China’s Caixin Manufacturing Purchasing Managers’ Index (PMI) unexpectedly contracted to 49.8 in July, compared to a 51.8 print registered in June, the latest data showed on Wednesday.
The market consensus was 51.5 in the reported month.
Key highlights of China’s PMI data
Output expands at the slowest pace in nine months.
Average selling prices decline as input cost inflation eases.
Business confidence improves in July.
According to Wang Zhe, an economist at Caixin Insight Group, “Supply continued to outpace demand. Manufacturers’ output grew for the ninth straight month in July, although the growth was marginal, indicating the production expansion was limited.”
Wang added, “Performance on the demand side was weaker, with total new orders declining for the first time since July last year.”
Data released by China’s National Bureau of Statistics (NBS) showed Wednesday that the official Manufacturing Purchasing Managers’ Index (PMI) declined to 49.4 in July, beating estimates of 49.3. The Non-Manufacturing PMI dipped to 50.2 in the same period vs. June’s 50.5 and the expected 50.2 figure.
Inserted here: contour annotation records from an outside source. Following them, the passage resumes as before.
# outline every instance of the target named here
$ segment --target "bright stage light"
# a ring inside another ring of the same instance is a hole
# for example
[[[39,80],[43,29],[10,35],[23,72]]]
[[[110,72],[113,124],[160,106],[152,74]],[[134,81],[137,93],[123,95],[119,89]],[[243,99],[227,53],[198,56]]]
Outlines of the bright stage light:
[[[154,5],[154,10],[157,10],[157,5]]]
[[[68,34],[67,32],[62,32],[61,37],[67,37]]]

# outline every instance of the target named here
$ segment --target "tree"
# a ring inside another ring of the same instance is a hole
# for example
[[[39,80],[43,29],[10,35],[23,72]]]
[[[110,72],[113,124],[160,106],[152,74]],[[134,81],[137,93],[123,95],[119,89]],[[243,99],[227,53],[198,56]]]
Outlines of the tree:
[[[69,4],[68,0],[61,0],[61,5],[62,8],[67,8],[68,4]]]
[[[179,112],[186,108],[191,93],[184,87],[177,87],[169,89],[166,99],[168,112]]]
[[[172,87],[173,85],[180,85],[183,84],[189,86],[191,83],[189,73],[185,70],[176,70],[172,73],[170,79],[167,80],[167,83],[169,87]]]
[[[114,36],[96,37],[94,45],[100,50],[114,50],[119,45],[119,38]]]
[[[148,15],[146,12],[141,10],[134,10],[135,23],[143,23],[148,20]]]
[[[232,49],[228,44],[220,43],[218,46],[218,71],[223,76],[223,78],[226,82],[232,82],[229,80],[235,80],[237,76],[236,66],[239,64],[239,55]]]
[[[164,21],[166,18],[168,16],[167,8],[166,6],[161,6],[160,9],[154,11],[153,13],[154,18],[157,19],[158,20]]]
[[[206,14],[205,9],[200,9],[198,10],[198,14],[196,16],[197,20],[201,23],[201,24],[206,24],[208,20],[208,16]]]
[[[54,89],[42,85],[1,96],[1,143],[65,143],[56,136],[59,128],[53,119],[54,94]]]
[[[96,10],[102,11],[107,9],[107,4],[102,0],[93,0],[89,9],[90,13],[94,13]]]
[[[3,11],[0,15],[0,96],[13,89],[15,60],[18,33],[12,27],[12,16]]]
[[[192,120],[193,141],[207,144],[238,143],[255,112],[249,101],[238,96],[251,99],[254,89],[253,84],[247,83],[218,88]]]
AUD/USD reaction to China’s PMI data
The downbeat Chinese Manufacturing PMI exerts renewed selling pressure on the Aussie Dollar, as AUD/USD flirts with intraday lows near 0.6635 at the time of writing, modestly flat on the day.
Expert Analysis and Impact on Finances
As the Chinese PMI data contracts, it signals a potential slowdown in the manufacturing sector, which could have ripple effects on global trade and economic growth. Investors should closely monitor the AUD/USD pair as the Aussie Dollar reacts to the news, with potential opportunities for trading or investment adjustments.
Factors such as interest rates, Chinese economic health, Iron Ore prices, and Trade Balance will play a crucial role in determining the future movements of the Australian Dollar. Stay informed and stay ahead in the financial markets.